The Flagship team’s exploration led to the invention of eRNA, a proprietary, closed-loop RNA construct engineered to be translatable. Having no free ends, eRNA are not recognized by the innate immune system or exonuclease enzymes, and are highly stable, enabling a prolonged therapeutic effect. In addition, the therapeutic protein expression capabilities of eRNA are modular and programmable. Switching the eRNA “protein-coding cassette” directs the body to make different peptides, enzymes, antibodies, channels, and receptors, both inside and outside of the cell.

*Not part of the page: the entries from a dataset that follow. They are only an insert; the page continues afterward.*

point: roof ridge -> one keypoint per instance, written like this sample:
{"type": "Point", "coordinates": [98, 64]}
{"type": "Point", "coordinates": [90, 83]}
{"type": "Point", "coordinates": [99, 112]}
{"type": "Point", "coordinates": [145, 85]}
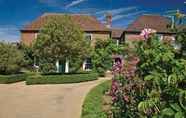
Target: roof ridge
{"type": "Point", "coordinates": [71, 14]}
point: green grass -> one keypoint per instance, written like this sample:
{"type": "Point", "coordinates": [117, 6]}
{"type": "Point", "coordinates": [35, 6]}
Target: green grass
{"type": "Point", "coordinates": [61, 79]}
{"type": "Point", "coordinates": [92, 107]}
{"type": "Point", "coordinates": [8, 79]}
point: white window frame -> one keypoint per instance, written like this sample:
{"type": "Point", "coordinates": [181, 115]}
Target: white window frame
{"type": "Point", "coordinates": [84, 66]}
{"type": "Point", "coordinates": [88, 34]}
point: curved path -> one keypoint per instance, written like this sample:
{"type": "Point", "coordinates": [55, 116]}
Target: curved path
{"type": "Point", "coordinates": [44, 101]}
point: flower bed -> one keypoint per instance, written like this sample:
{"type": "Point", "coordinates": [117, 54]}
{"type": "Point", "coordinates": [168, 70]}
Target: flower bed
{"type": "Point", "coordinates": [149, 83]}
{"type": "Point", "coordinates": [61, 79]}
{"type": "Point", "coordinates": [92, 107]}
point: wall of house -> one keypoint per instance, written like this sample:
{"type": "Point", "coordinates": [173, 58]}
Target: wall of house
{"type": "Point", "coordinates": [27, 38]}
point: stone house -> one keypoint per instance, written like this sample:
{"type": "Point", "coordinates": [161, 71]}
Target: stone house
{"type": "Point", "coordinates": [159, 23]}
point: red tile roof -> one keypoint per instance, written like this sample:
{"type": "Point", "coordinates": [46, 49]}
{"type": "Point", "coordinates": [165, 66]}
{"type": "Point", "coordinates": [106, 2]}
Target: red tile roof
{"type": "Point", "coordinates": [87, 23]}
{"type": "Point", "coordinates": [157, 22]}
{"type": "Point", "coordinates": [116, 33]}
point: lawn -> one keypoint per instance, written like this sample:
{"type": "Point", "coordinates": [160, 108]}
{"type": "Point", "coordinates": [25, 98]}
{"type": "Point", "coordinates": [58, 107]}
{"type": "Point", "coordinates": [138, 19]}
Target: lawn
{"type": "Point", "coordinates": [8, 79]}
{"type": "Point", "coordinates": [61, 78]}
{"type": "Point", "coordinates": [93, 104]}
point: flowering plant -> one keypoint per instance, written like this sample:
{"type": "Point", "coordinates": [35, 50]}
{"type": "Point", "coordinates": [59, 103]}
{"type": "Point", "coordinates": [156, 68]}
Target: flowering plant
{"type": "Point", "coordinates": [146, 33]}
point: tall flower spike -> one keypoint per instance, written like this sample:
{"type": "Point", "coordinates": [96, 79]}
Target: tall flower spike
{"type": "Point", "coordinates": [147, 32]}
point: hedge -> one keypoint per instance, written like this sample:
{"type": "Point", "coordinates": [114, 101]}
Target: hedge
{"type": "Point", "coordinates": [61, 79]}
{"type": "Point", "coordinates": [92, 106]}
{"type": "Point", "coordinates": [8, 79]}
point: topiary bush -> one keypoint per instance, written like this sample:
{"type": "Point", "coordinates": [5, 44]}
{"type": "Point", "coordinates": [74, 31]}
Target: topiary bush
{"type": "Point", "coordinates": [11, 59]}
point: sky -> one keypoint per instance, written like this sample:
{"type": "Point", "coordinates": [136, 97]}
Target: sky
{"type": "Point", "coordinates": [15, 14]}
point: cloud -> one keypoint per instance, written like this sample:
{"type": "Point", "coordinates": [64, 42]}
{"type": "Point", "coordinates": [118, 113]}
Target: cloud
{"type": "Point", "coordinates": [74, 3]}
{"type": "Point", "coordinates": [9, 34]}
{"type": "Point", "coordinates": [117, 11]}
{"type": "Point", "coordinates": [118, 17]}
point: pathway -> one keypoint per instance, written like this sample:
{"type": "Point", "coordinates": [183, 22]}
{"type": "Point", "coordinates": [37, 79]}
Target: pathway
{"type": "Point", "coordinates": [44, 101]}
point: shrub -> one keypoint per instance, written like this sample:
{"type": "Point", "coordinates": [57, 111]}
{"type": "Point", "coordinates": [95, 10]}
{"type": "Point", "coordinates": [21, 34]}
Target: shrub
{"type": "Point", "coordinates": [149, 85]}
{"type": "Point", "coordinates": [7, 79]}
{"type": "Point", "coordinates": [11, 59]}
{"type": "Point", "coordinates": [102, 55]}
{"type": "Point", "coordinates": [61, 79]}
{"type": "Point", "coordinates": [92, 106]}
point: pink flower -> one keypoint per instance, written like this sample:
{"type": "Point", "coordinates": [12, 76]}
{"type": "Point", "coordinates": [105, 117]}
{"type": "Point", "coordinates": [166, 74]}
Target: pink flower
{"type": "Point", "coordinates": [126, 98]}
{"type": "Point", "coordinates": [147, 32]}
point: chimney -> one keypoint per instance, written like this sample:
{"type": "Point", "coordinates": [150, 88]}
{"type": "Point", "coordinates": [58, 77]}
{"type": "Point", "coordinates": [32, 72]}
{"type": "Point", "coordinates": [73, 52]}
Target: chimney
{"type": "Point", "coordinates": [108, 20]}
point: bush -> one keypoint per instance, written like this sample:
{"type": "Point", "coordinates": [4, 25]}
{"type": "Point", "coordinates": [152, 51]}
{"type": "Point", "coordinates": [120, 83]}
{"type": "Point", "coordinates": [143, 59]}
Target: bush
{"type": "Point", "coordinates": [7, 79]}
{"type": "Point", "coordinates": [102, 55]}
{"type": "Point", "coordinates": [92, 106]}
{"type": "Point", "coordinates": [61, 79]}
{"type": "Point", "coordinates": [47, 68]}
{"type": "Point", "coordinates": [11, 59]}
{"type": "Point", "coordinates": [147, 84]}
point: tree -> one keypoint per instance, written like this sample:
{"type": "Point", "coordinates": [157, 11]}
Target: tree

“eRNA therapeutics have the potential to be an essential and widespread class of medicines, expanding beyond small molecules and antibodies in their therapeutic applicability and utility,” said Kahvejian. “We can program eRNA medicines to code for a wide variety of therapeutic modalities. We asked ‘What if the circular nature of certain lncRNAs makes them ultra-stable in the body? Could we benefit from that stability to make a new class of therapeutic by making an RNA that has no free ends, but is translatable?’ These insights led to our inventing and optimizing eRNA, to demonstrate its ability to generate prolonged protein expression in vitro and eventually in vivo, and to establishing a strong foundational IP estate around this new class of medicine.”

To support the development and launch of multiple eRNA-based medicines, Laronde plans to build a modular and scalable eRNA Gigabase Factory to accommodate the clinical and commercial manufacture of up to 100 products and drug programs in the next 10 years. The company expects to hire more than 200 people over the next two years to support the advancement of its programs and platform.

“Because the programmable platform is so scalable, we have the potential to parallel process the development of multiple programs at the same time that, if successful, could help millions of people around the world,” said Diego Miralles, CEO of Laronde, and CEO-Partner at Flagship Pioneering.